= Assisted areas (United Kingdom) =

Assisted areas in the United Kingdom are those areas selected for the application of regional policy to support employment. They date back to depressed special areas identified before WWII for specific assistance. Over time the support systems have changed, as have the designated areas. While the UK was a member of the European Union, the coverage and schemes were regulated as part of the EU's regional policy.

During Brexit negotiation much new grant support was suspended. From 2021 a new UK Levelling-up policy of the British government was developed.

== 2007-2013 map==

The assisted areas of Great Britain are based upon a map drawn up and agreed with the European Commission in October 2006. The map was approved by the European Commission in December 2006 and will run from 2007 until 2013.

Under new EU guidelines, the proportion of the UK population covered by Assisted Areas has been reduced from 30.9% in the period from 2000 to 2006, to 23.9%. This reduction is a result of recent EU enlargement and the success of the UK economy leading to 2016.

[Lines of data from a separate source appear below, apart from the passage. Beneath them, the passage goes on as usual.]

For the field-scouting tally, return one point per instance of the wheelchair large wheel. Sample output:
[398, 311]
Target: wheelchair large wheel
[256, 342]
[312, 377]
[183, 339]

The basis of the map is to provide Tier 1 and Tier 2 areas for Regional Selective Assistance grants (RSA), recently re-titled as Selective Finance for Investment in the English Regions (SFI), but remaining as RSA in Wales and Scotland, and additionally large areas of the UK, where a lower level of grant aid can also be made available to small and medium-sized enterprises. These areas are classified as Tier 3 (see tab England Tier 3), - this grant scheme is known as Enterprise Grant Scheme (EGS) for English companies, Assembly Investment Grant (AIG) for Welsh companies and Invest for Growth Scheme (IFG) for Scottish companies.

However, government aid can be only be provided by these current grant scheme within the constricts set out the European Commission, which among other constraints require a degree of proof that a project will not proceed without the requested grant aid.

==England==
Responsibility for delivery of the schemes in England is mainly from 1 April that of the regional development agencies for RSA grants, whilst the Small Business Service handles both EGS and SMART, although larger RSA applications still have a direct involvement in the decision taking process by the DTI (over £2M).

==Scotland==
Scotland has its own variant schemes of RSA and the smaller grant, IFG scheme, both administered by the Scottish Executive. Again, this is a devolved department, directly under the auspices of the Scottish Parliament.

==Wales==
In Wales, both RSA and the new AIG, small grant scheme, are administered by the Welsh Government from offices in Cardiff, Swansea for South Wales, and Colwyn Bay for North Wales areas.